Parts of the house were built in the 15th century, though later additions are
Georgian and Victorian. Henry Marten, one of those who signed the death warrant
of Charles I, lived there, and Oliver Cromwell is alleged to have stayed
during the civil war.

If you were painting a portrait of the archetypal elegant English country
house, complete with a gravel drive that crunches satisfactorily when you
walk or drive on it, Hinton Manor would fit the bill. Beside the remnant of
a moat mentioned in the Domesday Book (now a long, thin lake) stand three
huge cedars of Lebanon that are at least 200 years old, giving the place a
dignified sense of permanence. Sherwood has planted a couple more to take
the garden, which is not open to the public, into the next century or two.

Other trees in the parkland beyond were not so hardy. “When we came here,
Dutch elm disease had devastated the place. It was like spillikins,” she
says. Now, there are new stands of chestnut, beech, birch, lime and oak,
which also block the wind coming across the fields.

Although there is a colourful herbaceous border to the side of the house, and
little pockets of surprise — a cottage garden area by the studio, next to a
sunny patch planted with desert exotics — much of the garden is devoted to
trees and shrubs, many of them unusual. For instance, a swamp cypress stands
on the slope below the house, to complement the equine statue by John Mills,
while in the former walled garden she has planted an avenue of Ginkgo
biloba, one of the world’s oldest living tree species, which is looking a
bit bedraggled. “It doesn’t really work, but I will get it right one day.”

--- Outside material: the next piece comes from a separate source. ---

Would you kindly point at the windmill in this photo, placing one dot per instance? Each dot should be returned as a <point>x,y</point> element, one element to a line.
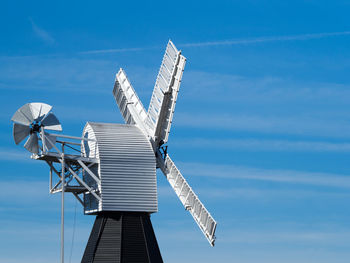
<point>114,174</point>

Unlike her husband, who is uninterested in matters horticultural (“It is a
disappointment to me; Americans are not brought up in the tradition of
gardening”), Sherwood is keen on cultivating her plot and has done much to
restore it, as well as planting new areas, including a dell garden by the
swimming pool. “This was just a hollow with a whole lot of dead elms in it.
There wasn’t a single flowering plant in it.”